The chaos that ensued after the transformation was surreal. The school was quickly evacuated, and we stood out on the field as ambulances, police officers, and police cars surrounded us. Reporters swarmed the scene, asking questions and flashing their cameras. Students' parents showed up one by one, frantic expressions on their faces as they searched for their children.
I scanned the crowd anxiously, my heart sinking with each passing moment. But as the minutes ticked by, my mom was nowhere to be found. Panic started to rise within me, a lump forming in my throat as the fear of being abandoned crept in. I tried to push back the tears threatening to spill over, telling myself she must be stuck in traffic or dealing with the chaos outside the school gates.
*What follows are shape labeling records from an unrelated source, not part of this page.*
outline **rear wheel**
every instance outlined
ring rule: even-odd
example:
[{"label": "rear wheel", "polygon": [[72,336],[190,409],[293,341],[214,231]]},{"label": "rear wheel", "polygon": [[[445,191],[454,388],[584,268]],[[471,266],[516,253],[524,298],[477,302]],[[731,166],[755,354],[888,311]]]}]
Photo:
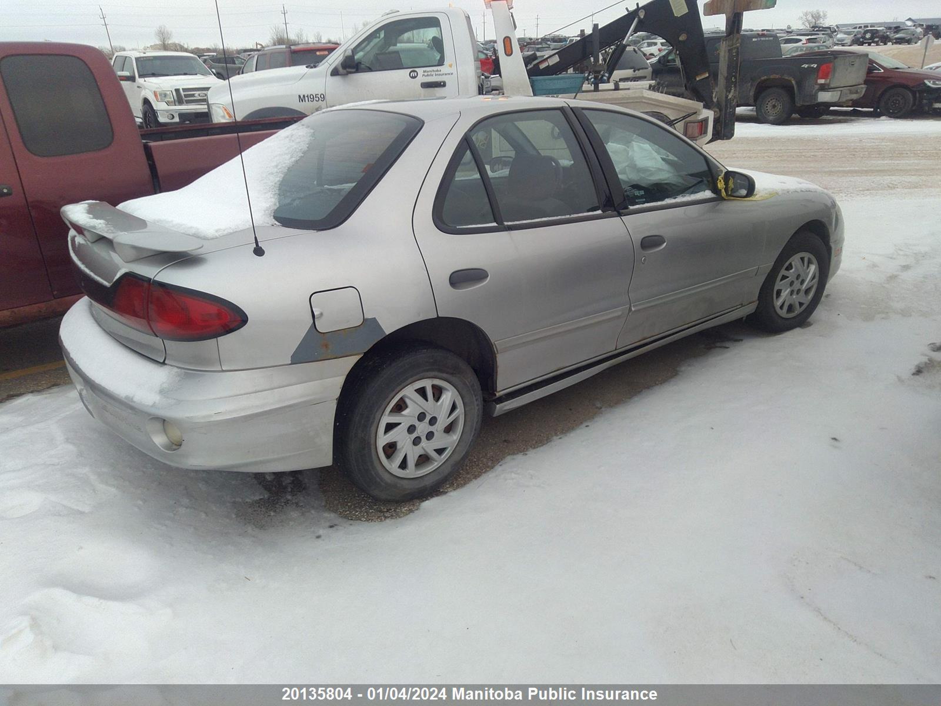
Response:
[{"label": "rear wheel", "polygon": [[140,110],[141,118],[144,120],[144,127],[160,127],[160,120],[157,120],[157,111],[153,109],[153,106],[149,103],[144,104],[144,107]]},{"label": "rear wheel", "polygon": [[780,125],[793,114],[794,99],[784,88],[768,88],[758,96],[755,109],[758,112],[758,122]]},{"label": "rear wheel", "polygon": [[470,367],[439,348],[375,354],[337,409],[341,469],[377,500],[433,492],[454,475],[480,431],[483,398]]},{"label": "rear wheel", "polygon": [[879,99],[879,110],[889,118],[904,118],[912,112],[914,105],[912,92],[899,87],[889,88]]},{"label": "rear wheel", "polygon": [[830,256],[823,243],[812,233],[799,231],[765,278],[751,321],[773,333],[803,325],[823,297],[829,274]]}]

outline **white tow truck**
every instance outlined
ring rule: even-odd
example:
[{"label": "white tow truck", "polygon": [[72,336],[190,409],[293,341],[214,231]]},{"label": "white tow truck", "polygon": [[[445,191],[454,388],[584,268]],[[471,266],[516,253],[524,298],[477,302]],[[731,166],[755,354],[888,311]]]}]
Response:
[{"label": "white tow truck", "polygon": [[[533,95],[511,15],[512,0],[487,2],[493,13],[502,93]],[[576,78],[577,81],[577,78]],[[323,108],[376,100],[441,98],[489,93],[477,40],[458,8],[390,11],[341,44],[316,67],[290,67],[234,76],[209,91],[214,122],[310,115]],[[582,87],[580,87],[582,88]],[[654,92],[649,82],[607,83],[576,95],[656,115],[697,142],[711,135],[712,111],[703,104]]]},{"label": "white tow truck", "polygon": [[[712,0],[715,2],[715,0]],[[720,0],[726,2],[726,0]],[[774,0],[734,0],[773,7]],[[526,67],[512,15],[513,0],[485,0],[498,38],[499,86],[505,95],[552,95],[598,101],[652,115],[688,138],[704,144],[712,136],[714,87],[696,0],[651,0],[591,35]],[[757,7],[757,6],[756,6]],[[693,95],[701,102],[652,90],[650,82],[605,82],[601,52],[616,66],[627,41],[640,27],[657,30],[677,47]],[[741,30],[740,30],[741,31]],[[477,40],[468,13],[458,8],[391,10],[344,41],[322,63],[234,76],[209,91],[214,122],[289,118],[350,103],[488,94]],[[614,61],[613,64],[611,62]],[[585,64],[593,78],[582,78]],[[561,79],[561,80],[560,80]],[[565,88],[563,88],[565,87]],[[727,105],[726,105],[727,107]],[[726,111],[727,112],[727,111]],[[734,132],[734,107],[731,108]],[[728,138],[731,133],[726,131]]]}]

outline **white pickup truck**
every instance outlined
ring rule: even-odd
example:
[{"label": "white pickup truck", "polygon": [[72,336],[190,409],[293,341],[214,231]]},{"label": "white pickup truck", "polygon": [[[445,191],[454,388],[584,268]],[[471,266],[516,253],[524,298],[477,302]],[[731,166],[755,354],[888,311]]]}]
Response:
[{"label": "white pickup truck", "polygon": [[[493,0],[502,76],[510,95],[533,95],[523,67],[511,4]],[[508,7],[509,6],[509,7]],[[510,52],[506,54],[507,50]],[[487,87],[488,88],[488,87]],[[684,98],[655,93],[649,83],[606,84],[580,95],[655,115],[699,144],[711,136],[712,111]],[[296,66],[232,77],[209,91],[214,122],[310,115],[323,108],[376,100],[476,95],[485,90],[477,40],[468,13],[458,8],[384,14],[340,45],[316,67]]]},{"label": "white pickup truck", "polygon": [[186,52],[118,52],[111,61],[144,127],[206,122],[209,89],[223,82]]}]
But as more and more parents arrived, my hope began to dwindle. The knot in my stomach tightened with each passing second, the worry becoming unbearable. Where was she? Why hadn't she come for me? The fear and anxiety clawed at me, a sense of abandonment gnawing at my core. All I could do was stand amidst the chaos, praying for her to show up, desperate for the comfort of her presence. My phone ranged and It was my mom! I answered immediately. "Mom, where are you?" I said anxiously into the phone as I looked around, searching for her familiar face in the crowd of parents. The background noisy from the screaming crowd and reporters as officers yelled for them to get back.
I plugged my right ear to hear through the speaker of the phone.
"I picked up your sister, they blocked the road to your school. I have to make sure your little sister's safe! You know the way home, take the bus!" she answered, her voice hurried and concerned.
Inside, a mix of anger and sadness swirled within me. Why didn't she come for me like the other parents did for their children? The knot in my stomach tightened as I realized I would have to find my own way home amidst the chaos surrounding me. I was scared I will catch the disease believing my mom stupid that she'd want me to catch a bus packed with people. As I stepped onto the bus, my heart heavy with a sense of abandonment, I gazed out the window as the familiar sights of my neighborhood passed by.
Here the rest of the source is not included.